By conducting an in-depth analysis of the causal relationship between air pollution and lipid profiles, our objective was to pinpoint potential biological mechanisms clarifying the effects of air pollution on cholelithiasis. The variations observed in the associations between European and East Asian populations in our findings are likely caused by genetic and environmental differences among these groups. Additionally, differences in environmental conditions and air pollution levels between regions might also explain these disparities. Variations in atmospheric makeup, climate conditions, and emission sources between European and Asian areas can lead to significant differences in air pollution exposure among populations in these regions.

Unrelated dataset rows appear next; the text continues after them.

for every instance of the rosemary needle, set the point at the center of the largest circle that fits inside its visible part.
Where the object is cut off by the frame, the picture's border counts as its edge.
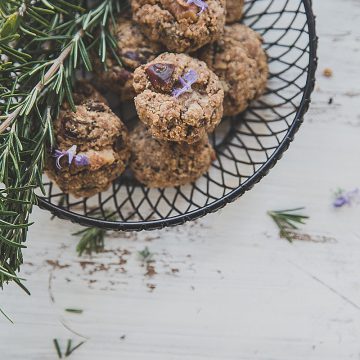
(288, 221)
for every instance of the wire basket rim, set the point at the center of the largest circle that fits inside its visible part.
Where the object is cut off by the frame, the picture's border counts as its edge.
(234, 194)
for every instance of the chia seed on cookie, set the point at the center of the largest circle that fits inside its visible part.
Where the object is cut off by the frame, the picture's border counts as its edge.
(99, 137)
(179, 98)
(234, 10)
(241, 64)
(133, 50)
(161, 164)
(182, 26)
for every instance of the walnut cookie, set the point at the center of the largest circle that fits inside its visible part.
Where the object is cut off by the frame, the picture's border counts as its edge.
(241, 64)
(160, 164)
(98, 136)
(169, 106)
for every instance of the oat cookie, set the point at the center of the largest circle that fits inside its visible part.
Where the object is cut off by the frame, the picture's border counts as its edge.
(181, 25)
(92, 149)
(179, 98)
(241, 64)
(134, 49)
(157, 163)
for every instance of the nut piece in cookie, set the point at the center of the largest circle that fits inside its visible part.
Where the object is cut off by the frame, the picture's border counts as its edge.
(241, 64)
(92, 149)
(181, 25)
(133, 50)
(179, 98)
(157, 163)
(234, 10)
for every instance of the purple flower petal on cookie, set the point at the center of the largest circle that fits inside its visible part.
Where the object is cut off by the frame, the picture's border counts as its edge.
(186, 81)
(202, 5)
(59, 154)
(82, 160)
(71, 153)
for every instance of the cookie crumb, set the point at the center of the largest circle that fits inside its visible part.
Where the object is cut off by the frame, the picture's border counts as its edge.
(328, 72)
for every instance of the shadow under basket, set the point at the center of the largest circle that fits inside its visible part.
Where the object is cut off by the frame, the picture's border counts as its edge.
(247, 145)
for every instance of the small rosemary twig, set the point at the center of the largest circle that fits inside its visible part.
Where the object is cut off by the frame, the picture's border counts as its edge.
(69, 349)
(287, 221)
(6, 316)
(92, 239)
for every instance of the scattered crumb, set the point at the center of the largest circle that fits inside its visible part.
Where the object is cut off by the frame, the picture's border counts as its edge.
(151, 287)
(328, 72)
(83, 264)
(56, 264)
(150, 270)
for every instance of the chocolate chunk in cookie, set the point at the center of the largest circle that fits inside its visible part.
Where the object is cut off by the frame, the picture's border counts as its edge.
(241, 64)
(183, 105)
(234, 10)
(164, 164)
(181, 25)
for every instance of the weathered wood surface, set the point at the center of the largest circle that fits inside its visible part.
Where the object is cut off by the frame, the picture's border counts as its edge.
(226, 287)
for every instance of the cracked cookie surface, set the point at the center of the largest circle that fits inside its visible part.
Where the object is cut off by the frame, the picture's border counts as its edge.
(178, 25)
(187, 117)
(157, 163)
(241, 64)
(100, 136)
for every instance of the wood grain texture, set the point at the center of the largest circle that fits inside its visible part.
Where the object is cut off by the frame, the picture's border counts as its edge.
(225, 287)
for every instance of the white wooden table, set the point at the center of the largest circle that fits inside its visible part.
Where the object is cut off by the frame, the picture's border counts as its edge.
(226, 286)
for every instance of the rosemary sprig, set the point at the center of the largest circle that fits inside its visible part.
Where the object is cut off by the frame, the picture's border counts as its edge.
(69, 348)
(42, 44)
(5, 315)
(287, 221)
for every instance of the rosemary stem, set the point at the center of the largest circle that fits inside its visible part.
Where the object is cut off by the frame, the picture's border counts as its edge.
(41, 84)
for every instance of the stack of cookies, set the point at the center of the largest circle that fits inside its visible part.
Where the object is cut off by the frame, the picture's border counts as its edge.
(185, 64)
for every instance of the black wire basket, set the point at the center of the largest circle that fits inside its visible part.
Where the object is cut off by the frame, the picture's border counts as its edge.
(247, 145)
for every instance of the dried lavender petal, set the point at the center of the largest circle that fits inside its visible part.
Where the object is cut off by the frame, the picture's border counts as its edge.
(82, 160)
(202, 5)
(160, 75)
(71, 153)
(186, 82)
(132, 55)
(346, 198)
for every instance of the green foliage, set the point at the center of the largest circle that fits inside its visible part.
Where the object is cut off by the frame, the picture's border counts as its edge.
(42, 44)
(288, 221)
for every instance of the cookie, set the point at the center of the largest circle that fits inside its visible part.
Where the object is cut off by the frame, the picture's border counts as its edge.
(182, 26)
(133, 50)
(92, 149)
(234, 10)
(179, 98)
(161, 164)
(241, 64)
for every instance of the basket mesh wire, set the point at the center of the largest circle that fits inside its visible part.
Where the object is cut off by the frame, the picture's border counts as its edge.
(247, 145)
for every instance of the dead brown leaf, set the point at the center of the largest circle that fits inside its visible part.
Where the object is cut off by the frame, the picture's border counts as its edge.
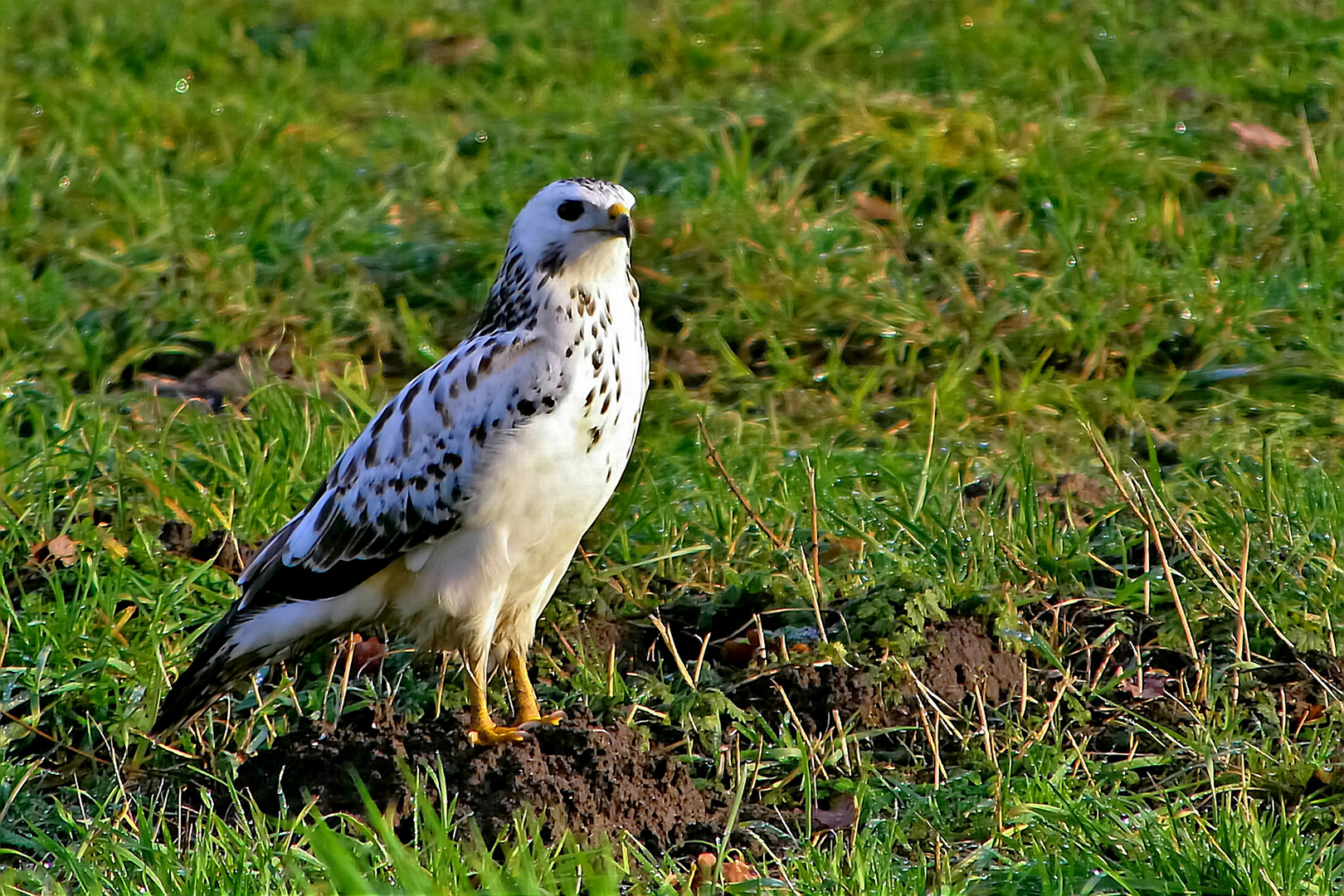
(841, 815)
(453, 50)
(368, 655)
(873, 208)
(1155, 685)
(1252, 136)
(58, 551)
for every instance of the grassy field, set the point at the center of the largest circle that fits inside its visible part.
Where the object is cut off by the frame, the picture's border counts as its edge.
(888, 251)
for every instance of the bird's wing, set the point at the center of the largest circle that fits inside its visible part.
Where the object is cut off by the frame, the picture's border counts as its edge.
(409, 475)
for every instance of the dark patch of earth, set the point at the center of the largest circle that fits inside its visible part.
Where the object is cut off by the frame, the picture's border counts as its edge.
(960, 655)
(576, 777)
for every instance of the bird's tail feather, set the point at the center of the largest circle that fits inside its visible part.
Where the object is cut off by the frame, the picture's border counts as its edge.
(245, 640)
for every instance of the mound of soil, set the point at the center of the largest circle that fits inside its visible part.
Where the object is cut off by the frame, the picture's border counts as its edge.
(577, 777)
(960, 655)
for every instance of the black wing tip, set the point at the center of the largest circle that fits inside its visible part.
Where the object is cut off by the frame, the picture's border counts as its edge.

This highlights the complex interactions between environmental, genetic, and biological factors, requiring more extensive research to clarify how air pollution affects cholelithiasis. Moreover, disparities in data collection methods and criteria across regions may impede study comparability. In the East Asian cohort, the study results were predicated on a genome-wide significance threshold of 5 × 10− 8 due to an insufficient number of SNPs reaching this threshold. Furthermore, the comparatively small sample sizes in the GWAS dataset for each pollutant can present difficulties for the study's representativeness and generalizability. To gain a more complete understanding of this matter, future studies should include data from various regions and populations to provide a thorough perspective.
In conclusion, this paper explored the correlations between air pollution, cholelithiasis, and lipid profiles, which may offer a more nuanced comprehension of the collective impact of environmental factors on health. Medical professionals should consider environmental factors, like air pollution levels, in their risk evaluations for lipid metabolism disorders and cholelithiasis. It is recommended to regularly monitor blood lipid levels in people exposed to elevated levels of PM2.5. Preventive actions, such as lifestyle changes and limiting outdoor activities during high pollution times, should be advised for patients, particularly those in heavily polluted regions. An integrated, multi-disciplinary approach involving family physicians, cardiologists, and public health experts is essential for effectively tackling the impact of air pollution on lipid metabolism and the associated risk of cholelithiasis development.